# Gummy 4.0.4 builds and boot manager?



## silver04v (Jun 13, 2011)

I have gummy 9.0 in a slot running perfect, as well as aokp, but for some reason the 9.5 or 3/30 builds always boot loop on the moto sign. Anyone for these going in a slot?

Sent from my celly that's cooler than yours


----------



## bmt11 (Dec 30, 2011)

Working fine for me, upgraded from 9.0 like any other update. Are you wiping system when you install?

I've found that the gummy files for whatever reason be it the server they're hosted on or whatever are much more prone to corrupting or getting a bad file than any other rom so you might want to just keep trying new downloads.


----------



## silver04v (Jun 13, 2011)

Where did you get the build you're running?

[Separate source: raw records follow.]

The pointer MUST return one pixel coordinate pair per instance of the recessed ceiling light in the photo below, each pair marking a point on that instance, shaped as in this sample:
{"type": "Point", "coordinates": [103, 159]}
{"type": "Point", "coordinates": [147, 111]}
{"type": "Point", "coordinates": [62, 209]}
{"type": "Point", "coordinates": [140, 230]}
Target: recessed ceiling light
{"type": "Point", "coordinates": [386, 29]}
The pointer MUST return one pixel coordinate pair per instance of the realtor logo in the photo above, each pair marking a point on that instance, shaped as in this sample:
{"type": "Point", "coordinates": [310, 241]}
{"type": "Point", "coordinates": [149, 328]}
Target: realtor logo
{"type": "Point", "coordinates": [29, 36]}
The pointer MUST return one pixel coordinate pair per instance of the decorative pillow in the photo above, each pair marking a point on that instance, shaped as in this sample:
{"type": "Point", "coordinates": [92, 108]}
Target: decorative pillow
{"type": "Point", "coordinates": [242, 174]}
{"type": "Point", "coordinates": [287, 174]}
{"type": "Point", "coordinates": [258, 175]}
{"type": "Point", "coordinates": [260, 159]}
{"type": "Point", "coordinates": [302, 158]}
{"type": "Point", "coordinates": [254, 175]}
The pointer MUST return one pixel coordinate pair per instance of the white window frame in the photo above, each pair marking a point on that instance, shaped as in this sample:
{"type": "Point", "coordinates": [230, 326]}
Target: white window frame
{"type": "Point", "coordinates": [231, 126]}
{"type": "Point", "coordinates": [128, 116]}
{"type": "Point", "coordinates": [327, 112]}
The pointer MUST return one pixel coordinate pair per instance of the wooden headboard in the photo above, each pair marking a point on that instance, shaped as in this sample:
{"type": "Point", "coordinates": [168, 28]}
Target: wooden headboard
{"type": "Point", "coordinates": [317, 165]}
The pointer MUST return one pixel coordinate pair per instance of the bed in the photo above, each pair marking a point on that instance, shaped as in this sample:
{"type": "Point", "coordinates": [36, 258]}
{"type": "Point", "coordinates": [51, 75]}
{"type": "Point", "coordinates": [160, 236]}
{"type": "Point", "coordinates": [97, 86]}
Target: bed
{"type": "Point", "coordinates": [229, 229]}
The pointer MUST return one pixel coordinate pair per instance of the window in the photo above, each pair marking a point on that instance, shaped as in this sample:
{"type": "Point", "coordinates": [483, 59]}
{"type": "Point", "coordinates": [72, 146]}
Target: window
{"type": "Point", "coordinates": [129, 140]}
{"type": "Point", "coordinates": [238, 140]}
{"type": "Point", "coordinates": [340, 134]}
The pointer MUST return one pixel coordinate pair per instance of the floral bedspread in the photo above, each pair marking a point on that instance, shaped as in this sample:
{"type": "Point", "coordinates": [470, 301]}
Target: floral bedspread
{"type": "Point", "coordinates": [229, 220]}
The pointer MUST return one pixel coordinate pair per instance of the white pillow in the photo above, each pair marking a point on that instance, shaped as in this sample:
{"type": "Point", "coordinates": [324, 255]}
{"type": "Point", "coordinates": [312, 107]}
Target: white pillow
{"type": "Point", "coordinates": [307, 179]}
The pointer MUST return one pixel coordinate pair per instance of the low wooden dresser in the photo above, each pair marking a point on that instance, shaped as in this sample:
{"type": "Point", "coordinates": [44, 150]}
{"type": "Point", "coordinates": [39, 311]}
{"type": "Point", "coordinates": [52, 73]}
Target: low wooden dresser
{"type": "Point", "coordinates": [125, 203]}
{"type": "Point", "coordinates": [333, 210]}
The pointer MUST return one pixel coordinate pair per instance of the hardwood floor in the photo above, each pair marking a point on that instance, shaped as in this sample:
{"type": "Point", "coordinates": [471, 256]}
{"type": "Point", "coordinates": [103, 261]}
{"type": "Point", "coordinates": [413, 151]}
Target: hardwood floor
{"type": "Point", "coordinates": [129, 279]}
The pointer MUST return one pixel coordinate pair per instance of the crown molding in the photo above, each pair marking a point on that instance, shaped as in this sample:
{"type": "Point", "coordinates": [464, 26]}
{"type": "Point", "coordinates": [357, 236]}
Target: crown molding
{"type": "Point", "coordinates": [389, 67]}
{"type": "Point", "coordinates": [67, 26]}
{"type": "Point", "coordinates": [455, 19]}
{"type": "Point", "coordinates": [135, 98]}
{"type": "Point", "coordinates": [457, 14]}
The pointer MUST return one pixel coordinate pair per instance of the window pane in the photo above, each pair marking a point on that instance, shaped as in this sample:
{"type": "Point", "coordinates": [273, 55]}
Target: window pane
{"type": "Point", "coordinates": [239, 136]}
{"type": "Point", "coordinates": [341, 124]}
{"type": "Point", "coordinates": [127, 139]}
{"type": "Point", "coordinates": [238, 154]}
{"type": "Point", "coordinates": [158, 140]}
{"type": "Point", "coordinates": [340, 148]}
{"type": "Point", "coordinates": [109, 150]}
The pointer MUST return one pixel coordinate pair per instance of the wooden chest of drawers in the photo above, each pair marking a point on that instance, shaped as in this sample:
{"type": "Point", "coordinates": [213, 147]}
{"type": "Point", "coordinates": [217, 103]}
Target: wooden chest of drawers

What gapps did you use? What version of boot manager, the newest?

Sent from my celly that's cooler than yours


----------



## bmt11 (Dec 30, 2011)

Downloaded the Gummy_shadow-TestBuild-0.9.5 from angel's goo.im directory, as for gapps I have always used the ICS_MOTO_4.0.4_GAPPS_03_1_3_2012 as the newer official ones have always given me trouble getting google apps to work properly. Would probably of been installed in bootmanager before its most recent update.


----------



## silver04v (Jun 13, 2011)

I'll try some more downloads even though I have matching md5s.

Sent from my celly that's cooler than yours


----------



## silver04v (Jun 13, 2011)

Still no luck, anyone else have any ideas?

Sent from my celly that's cooler than yours


----------